To configure Hadoop, you’ll need to modify a few configuration files. These files are located in the etc/hadoop directory of the Hadoop folder. Open each of the following files in a text editor and make the changes described below and save the files:

  1. core-site.xml: Add the following lines to the file inside <configuration> like this:
<configuration>
  <property>
    <name>fs.defaultFS</name>
    <value>hdfs://localhost:9000</value>
  </property>
</configuration>
  1. Open the file hadoop-env.cmd (windows command script) and replace set JAVA_HOME=%JAVA_HOME% with the Java installation location, e.g. set JAVA_HOME=C:\Program Files\Java\jdk1.11.0 or if it doesn't work then use set JAVA_HOME=C:\Progra~1\Java\jdk1.11.0. Also go to bottom of the file and give your name to this variable: set HADOOP_IDENT_STRING=RockTheJVM.

  2. hdfs-site.xml: First create these folders - C:/hadoop/data/dfs/datanode and C:/hadoop/data/dfs/datanode Add the following lines to the file inside <configuration> like this:

<property>
    <name>dfs.replication</name>
    <value>1</value>
</property>
<property>
    <name>dfs.namenode.name.dir</name>
    <value>file:///C:/hadoop/data/dfs/namenode</value>
</property>
<property>
    <name>dfs.datanode.data.dir</name>
    <value>file:///C:/hadoop/data/dfs/datanode</value>
</property>
  1. mapred-site.xml: Add the following lines to the file inside <configuration> like this:
<configuration>
   <property>
       <name>mapreduce.framework.name</name>
       <value>yarn</value>
   </property>
</configuration>
  1. yarn-site.xml: Add the following lines to the file inside <configuration> like this:
<configuration>
<property>
<name>yarn.nodemanager.aux-services</name>
<value>mapreduce_shuffle</value>
<description>Yarn Node Manager Aux Service</description>
</property>
<configuration>

Step 6: If you want to start Hadoop:

To start Hadoop, open a command prompt and navigate to the directory where you extracted the Hadoop distribution.

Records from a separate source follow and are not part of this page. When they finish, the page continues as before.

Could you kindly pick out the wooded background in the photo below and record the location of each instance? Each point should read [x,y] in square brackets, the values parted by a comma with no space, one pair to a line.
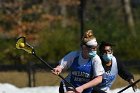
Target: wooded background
[53,28]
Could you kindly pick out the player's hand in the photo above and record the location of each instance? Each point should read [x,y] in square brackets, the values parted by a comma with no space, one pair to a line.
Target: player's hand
[134,86]
[57,70]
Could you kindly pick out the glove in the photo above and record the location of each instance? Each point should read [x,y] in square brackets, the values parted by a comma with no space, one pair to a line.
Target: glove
[134,86]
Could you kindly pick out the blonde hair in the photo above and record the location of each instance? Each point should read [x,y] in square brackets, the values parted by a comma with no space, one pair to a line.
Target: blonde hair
[88,35]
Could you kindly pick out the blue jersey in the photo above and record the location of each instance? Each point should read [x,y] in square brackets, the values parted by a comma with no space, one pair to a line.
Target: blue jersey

Then, run the following commands:

cd sbin
start-all.cmd

This will start the Hadoop daemons and launch the web interface. You can access the web interface by going to http://localhost:9000/ in your web browser.

Conclusion:

Setting up Hadoop on a Windows system can pose some challenges, but by following this comprehensive guide, you'll be able to configure it smoothly and quickly. Hadoop is a robust solution for handling extensive datasets and executing distributed applications, making it a favored choice for numerous enterprises and institutions worldwide. Whether you're a data scientist or a software developer, integrating Hadoop into your toolkit is highly beneficial.